Our Managing Editor, Dusty Grein, often uses the analogy that a book should play like a movie in the reader’s mind. It’s the author’s job to make sure that movie plays through and the reader forgets they’re looking at words on a page. To enthrall our readers to the point they can’t put our book down. That is the goal of every author, isn’t it? How can we ensure our readers are sucked into the world we’ve created?
There’s no one-size-fits-all answer, but there is a proven method of success: show, don’t tell.
Think of your favorite stories… Did you see word-filled pages OR the scenes play out in your imagination? Most of us will probably say the latter. Why? The authors took time to craft a story that SHOWED us every scene. They wrote to activate and engage every sense.
There’s a difference between storyteller and author. To create a world that grabs your reader and holds them captive until ‘the end’ it has to be engaging. If we’re being told something, most of us have the tendency to let our eyes glaze over and our minds wander after about the first five minutes. Okay, maybe that’s just me.

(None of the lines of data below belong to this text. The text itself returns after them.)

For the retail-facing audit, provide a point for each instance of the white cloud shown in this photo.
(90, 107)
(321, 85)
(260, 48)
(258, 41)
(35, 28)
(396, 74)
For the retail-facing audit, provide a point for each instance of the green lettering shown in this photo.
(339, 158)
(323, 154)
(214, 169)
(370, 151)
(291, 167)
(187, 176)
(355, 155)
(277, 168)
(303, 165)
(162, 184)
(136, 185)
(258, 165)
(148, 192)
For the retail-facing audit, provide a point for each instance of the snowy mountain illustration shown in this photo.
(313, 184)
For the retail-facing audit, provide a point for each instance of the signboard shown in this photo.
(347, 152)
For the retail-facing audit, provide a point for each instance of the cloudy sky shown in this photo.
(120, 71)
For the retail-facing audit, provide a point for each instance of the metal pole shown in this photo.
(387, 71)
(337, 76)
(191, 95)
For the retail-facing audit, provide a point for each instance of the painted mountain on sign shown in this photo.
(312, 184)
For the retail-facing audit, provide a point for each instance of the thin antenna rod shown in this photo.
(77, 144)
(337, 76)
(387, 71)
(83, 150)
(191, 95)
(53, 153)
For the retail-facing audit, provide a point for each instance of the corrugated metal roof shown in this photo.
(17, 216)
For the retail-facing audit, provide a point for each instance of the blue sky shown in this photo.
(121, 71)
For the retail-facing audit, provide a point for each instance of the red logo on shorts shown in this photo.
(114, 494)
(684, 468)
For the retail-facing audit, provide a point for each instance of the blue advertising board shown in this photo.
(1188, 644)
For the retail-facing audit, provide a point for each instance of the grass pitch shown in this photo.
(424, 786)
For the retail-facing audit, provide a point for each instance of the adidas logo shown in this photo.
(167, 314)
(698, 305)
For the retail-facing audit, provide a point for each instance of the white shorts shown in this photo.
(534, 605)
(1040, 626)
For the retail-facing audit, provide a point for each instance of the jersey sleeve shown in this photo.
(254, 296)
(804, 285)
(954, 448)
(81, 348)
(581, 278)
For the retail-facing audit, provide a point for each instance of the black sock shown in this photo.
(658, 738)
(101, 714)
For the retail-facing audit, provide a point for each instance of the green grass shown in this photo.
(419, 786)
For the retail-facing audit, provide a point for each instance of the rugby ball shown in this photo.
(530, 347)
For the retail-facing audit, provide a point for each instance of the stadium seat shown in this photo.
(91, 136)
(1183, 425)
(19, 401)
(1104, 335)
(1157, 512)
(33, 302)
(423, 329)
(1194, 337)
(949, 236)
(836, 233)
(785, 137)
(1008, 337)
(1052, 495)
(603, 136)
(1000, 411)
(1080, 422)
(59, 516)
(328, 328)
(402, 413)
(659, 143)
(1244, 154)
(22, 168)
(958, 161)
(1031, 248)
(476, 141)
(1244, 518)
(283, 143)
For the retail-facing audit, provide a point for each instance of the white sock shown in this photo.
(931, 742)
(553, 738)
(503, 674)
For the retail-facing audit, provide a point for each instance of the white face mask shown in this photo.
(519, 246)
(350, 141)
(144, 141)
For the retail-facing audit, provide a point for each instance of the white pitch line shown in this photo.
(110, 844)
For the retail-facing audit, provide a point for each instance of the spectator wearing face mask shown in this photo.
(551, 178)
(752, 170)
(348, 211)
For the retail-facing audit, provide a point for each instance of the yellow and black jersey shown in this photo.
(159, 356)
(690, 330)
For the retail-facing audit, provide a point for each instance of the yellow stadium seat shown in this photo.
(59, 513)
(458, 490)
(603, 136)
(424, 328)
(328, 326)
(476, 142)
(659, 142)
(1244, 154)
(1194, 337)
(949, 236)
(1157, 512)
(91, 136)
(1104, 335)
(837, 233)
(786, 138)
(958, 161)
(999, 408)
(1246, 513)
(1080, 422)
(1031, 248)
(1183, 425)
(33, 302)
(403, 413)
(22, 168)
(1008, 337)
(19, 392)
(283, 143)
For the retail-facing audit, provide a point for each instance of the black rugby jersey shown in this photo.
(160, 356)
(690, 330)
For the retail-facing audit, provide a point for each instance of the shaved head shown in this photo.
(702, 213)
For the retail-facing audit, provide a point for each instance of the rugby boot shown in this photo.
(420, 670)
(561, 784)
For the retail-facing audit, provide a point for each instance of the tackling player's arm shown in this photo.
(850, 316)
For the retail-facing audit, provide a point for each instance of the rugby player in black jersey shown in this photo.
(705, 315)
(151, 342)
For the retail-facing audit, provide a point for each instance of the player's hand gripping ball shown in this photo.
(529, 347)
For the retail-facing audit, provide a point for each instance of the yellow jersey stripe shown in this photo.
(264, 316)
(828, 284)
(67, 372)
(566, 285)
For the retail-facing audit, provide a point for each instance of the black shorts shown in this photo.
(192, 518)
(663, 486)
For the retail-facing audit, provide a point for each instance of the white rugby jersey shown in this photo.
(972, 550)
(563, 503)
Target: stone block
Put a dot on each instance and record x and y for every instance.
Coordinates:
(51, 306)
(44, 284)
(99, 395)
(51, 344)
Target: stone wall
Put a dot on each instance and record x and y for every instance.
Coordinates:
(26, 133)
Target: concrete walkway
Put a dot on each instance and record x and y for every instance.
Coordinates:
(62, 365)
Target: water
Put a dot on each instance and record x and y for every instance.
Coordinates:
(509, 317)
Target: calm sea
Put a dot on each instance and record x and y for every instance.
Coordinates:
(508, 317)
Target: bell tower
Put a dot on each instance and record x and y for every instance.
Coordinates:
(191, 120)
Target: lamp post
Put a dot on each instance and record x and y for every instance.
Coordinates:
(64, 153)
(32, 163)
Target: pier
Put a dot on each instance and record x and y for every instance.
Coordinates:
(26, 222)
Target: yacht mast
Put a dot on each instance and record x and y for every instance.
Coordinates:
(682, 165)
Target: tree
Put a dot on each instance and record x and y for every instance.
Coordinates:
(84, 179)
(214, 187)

Could you get through 100,000 words of someone telling you everything about a world and people you know and care nothing about? No? How about 50,000? No? Hmm…
What if they showed you that world? No, not with a picture slideshow ala Great Aunt Bertha’s family vacation but with a moving image that pulls you in. What if they showed you the mind of the person in the movie so you smell what they smell. You see what they see. You even hear their thoughts and they’re oddly similar to your own. How could you not identify with that character and have a vested interest in their plight?
Give your readers that sense of wonder.
The Askew challenge: stop telling stories. Use the power of your words to show the story.